I just started using the Millennium last year and liked it enough to get a second one. By far they are the most comfortable but I do wish the seats were two or three inches higher.

I use a static safety line and attached Prusik knot with all of them.


----------



## Barry Duggan (Oct 7, 2009)

If you are trying to decide which is the best, I don't think there is one.


----------



## BkBigkid (Oct 7, 2009)

I use one or three stands,  
Tree lounger with Bow attachment 
Ole man stand 
or the APi stand 

all are have there issues it just take practice, the lounger by far is the most comfortable but the worst to carry in or out of the woods


----------



## Necedah (Oct 7, 2009)

Aluminum Loggy Bayou. 
Light, roomy, and fairly comfortable


----------



## cpowel10 (Oct 7, 2009)

Jake Allen said:


> Summitt, Viper SS.
> 
> I tried an Open Shot and do not like it at all.
> That stand is available, by the way.
> Next on my list will be a Guido's Web Sling and climbing sticks.



I've got an open shot and love it for bowhunting!  Different strokes for different folks I guess.  It feels like you're sitting in a loc on, not near as comfy as a viper.  It's great if you're hiking in, I think they are 14 lbs (I believe the ones with a flip up seat are 15 lbs, mine is the normal seat)
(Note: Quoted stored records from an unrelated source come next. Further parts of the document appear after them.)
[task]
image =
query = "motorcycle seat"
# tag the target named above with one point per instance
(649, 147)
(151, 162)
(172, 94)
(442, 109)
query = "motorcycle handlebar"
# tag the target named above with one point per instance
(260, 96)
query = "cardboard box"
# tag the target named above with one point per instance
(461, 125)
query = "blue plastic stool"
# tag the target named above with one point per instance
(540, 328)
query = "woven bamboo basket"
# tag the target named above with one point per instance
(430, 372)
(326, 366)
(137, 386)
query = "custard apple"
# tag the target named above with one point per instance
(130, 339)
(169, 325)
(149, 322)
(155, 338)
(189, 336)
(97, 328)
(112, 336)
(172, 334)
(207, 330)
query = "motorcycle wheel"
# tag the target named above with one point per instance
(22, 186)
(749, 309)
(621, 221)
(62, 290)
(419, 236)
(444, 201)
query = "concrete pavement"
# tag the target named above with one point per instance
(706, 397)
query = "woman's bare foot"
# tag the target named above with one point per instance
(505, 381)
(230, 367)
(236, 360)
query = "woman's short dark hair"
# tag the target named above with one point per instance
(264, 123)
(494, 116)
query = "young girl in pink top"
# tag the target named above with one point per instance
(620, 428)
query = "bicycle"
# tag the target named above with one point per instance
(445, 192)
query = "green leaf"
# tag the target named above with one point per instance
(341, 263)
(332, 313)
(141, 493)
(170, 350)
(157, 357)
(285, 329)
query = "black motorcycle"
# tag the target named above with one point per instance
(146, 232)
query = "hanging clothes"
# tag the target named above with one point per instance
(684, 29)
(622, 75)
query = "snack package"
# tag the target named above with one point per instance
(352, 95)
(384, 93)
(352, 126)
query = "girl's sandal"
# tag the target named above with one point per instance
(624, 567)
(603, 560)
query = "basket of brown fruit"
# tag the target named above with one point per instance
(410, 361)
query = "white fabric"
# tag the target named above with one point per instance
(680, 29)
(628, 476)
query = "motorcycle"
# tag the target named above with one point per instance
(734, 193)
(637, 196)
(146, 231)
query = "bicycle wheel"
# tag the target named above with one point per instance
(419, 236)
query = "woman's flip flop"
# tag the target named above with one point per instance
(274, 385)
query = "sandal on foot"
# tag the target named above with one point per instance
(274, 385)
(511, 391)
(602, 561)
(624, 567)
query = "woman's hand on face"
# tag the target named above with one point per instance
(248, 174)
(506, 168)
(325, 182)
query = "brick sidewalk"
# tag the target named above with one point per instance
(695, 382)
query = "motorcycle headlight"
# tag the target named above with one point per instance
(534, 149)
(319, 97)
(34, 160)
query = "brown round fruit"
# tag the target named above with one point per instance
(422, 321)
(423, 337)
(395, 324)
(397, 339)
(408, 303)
I hunt with a compound out of it, but it feels like it would be great for a longer trad bow since there is nothing to get in the way


----------



## Apex Predator (Oct 8, 2009)

I have two API Baby Grand strap-ons that I use with climbing sticks.  They stay up on a couple of private pieces.  Comfy, all day stands for me.  I have a Loggy Bayou Predator which is an 11#, 30" platform strap-on.  It's a good stand that I use when mobile.  My newest run and gun stand is the Loc-on Limit.  It is very light, but has a small platform.  I use the drill and bolts on a set of four Lone Wolf mini-sticks for climbing.  I have a Summit Razor that I bought for bow-hunting.  The sit-climb bar folds out of the way making it an open front stand.  It's great for gun hunting, but I like my strap-ons better for bows.  I would love to trade it for a Viper in good condition, since all I use it for is gun hunting any more.


----------



## devolve (Oct 8, 2009)

summit goliath


----------



## sawtooth (Oct 8, 2009)

I've got two that i'm not cetain are made anymore. I got them in 1992 at wal mart. I had to put them on lay-a-way, cause I couldn't afford the 89 dollars apiece all at once. they are Amacker TIMB-r-LOCS. Comfortable and reletively light. every year i just replace the bolts and re-paint them. maybe replace the chain. they have served me well. 
     as far as a climber goes, i really like the TOMCAT. It's a little heavy, but so very easy to climb with and super comfortable.


----------



## sawtooth (Oct 8, 2009)

well, well. they DO still make the amacker. just found them online. new and improved. I just wish they'd get rid of the noisy chain.


----------



## TIMBERGHOST (Oct 8, 2009)

Summit Viper and Summit Titan climbing stands.  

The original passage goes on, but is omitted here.